Attackers also resort to stealthily monitoring or stealing essential information within a smart factory. These hackers might pilfer personal identification information permitted only to authorized engineers or steal the credentials of information administrators to gain access to critical industrial data. Using these illicitly acquired permissions, they could potentially steal sensor data vital for factory automation or the operational process information of equipment. Stored within a smart factory are not only industry secrets but also client data, source codes, algorithms, and operational methodologies. Leaks of such information can expose the company to potential lawsuits from affected clients, regulatory fines, and the operational downtime required for data recovery, casting a severe negative impact on the industry.

Maintaining OT Security in Smart Factories

There's a significant risk associated with Operational Technology (OT) security breaches. Many of the potential accident scenarios are based on real events that have occurred, highlighting the looming danger. Regardless of the advancements in smart factory technologies and the substantial investments to boost productivity, if OT security is neglected, it's akin to pouring water into a sieve – the efforts become futile. So, how can we effectively safeguard OT within smart factories?

  • Network Segmentation

By segmenting networks, the potential damage from an attack can be minimized. Vital assets within the network can be quickly isolated, and firewalls can provide real-time screening for potential malware or suspicious traffic, enforcing access control. Creating an "Air Gap" network involves physically separating the network. If budget and operational constraints allow, building an independent air-gapped network within a single system is a viable solution. Alternatively, dividing the network layers can be effective. This approach utilizes existing infrastructure and implements virtual networks, ensuring security is bolstered by the very separation of these networks.

  • Access Control

For anyone to access the systems of a smart factory, there must be proper authentication and permissions granted. Employing multi-factor authentication or strengthening controls against unauthorized users can prevent breaches. One method is using One-Time Authentication Codes (OTAC), a solution that doesn't require changing the existing authentication processes or infrastructure. Real-time management of MAC addresses and communication ports can prevent unauthorized access. Continuously updating the access list and controlling protocol access is essential.

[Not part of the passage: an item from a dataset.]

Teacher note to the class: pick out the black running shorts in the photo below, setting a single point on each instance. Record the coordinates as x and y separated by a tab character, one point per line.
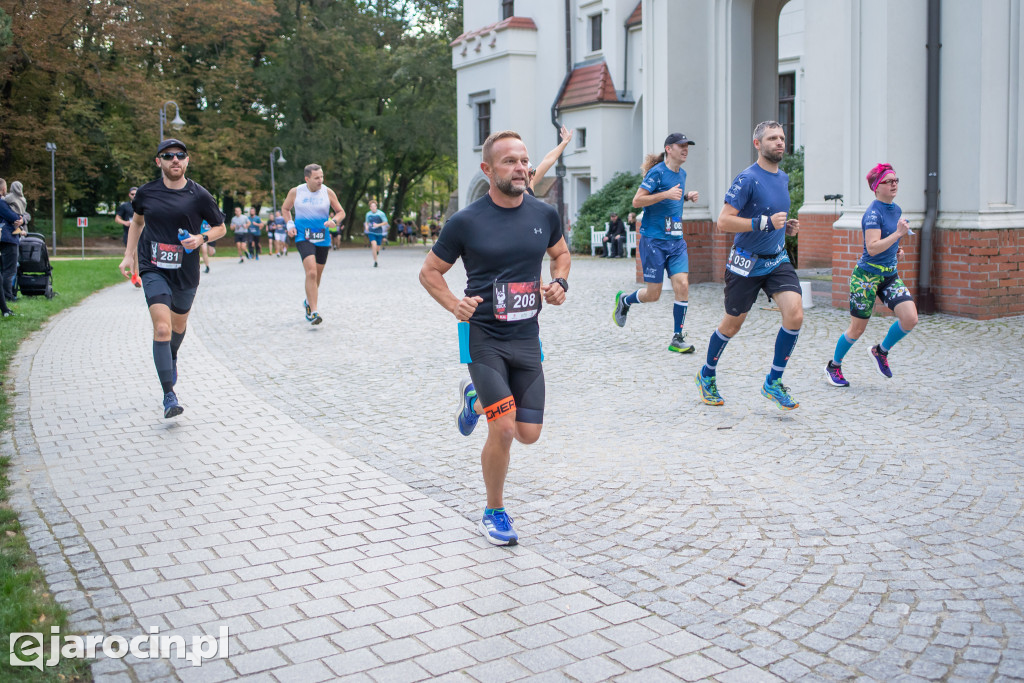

  • Managing Vulnerabilities

To effectively manage system vulnerabilities, it's crucial to regularly apply security patches and updates. Manufacturers should not only anticipate vulnerabilities but also periodically check for vulnerability information provided by vendors, responding promptly to critical updates. By examining the vulnerabilities of inspected systems and tracking vulnerability trends over specific periods, the root causes can be identified, and solutions can be deployed. This proactive approach can prevent potential OT security incidents.


Additionally, providing security training to employees involved in smart factories is essential to elevate their awareness of potential threats. Regularly communicating the company's security policies and procedures can instill a heightened sense of caution. By informing them of various external attack cases and giving pre-emptive warnings against potential pitfalls, you can foster a vigilant attitude towards OT security within the smart factory environment.

Only two years ago, institutions like the Korea Atomic Energy Research Institute and Korea Aerospace Industries experienced hacking incidents. These breaches led to the leakage of over 40,000 internal documents, including around 60 critical military secrets related to submarines. Even the nation's most secure documents, believed to be impervious to threats, were compromised. As industrial environments continue to converge with IT and become increasingly interconnected, it's a pivotal moment to focus on OT security. OT security requires more than a one-time effort; it demands continuous attention and preventative measures. Given that the consequences in the OT environment can be more severe than in IT, leading even to societal problems, it's time for a proactive and thoughtful approach to OT security.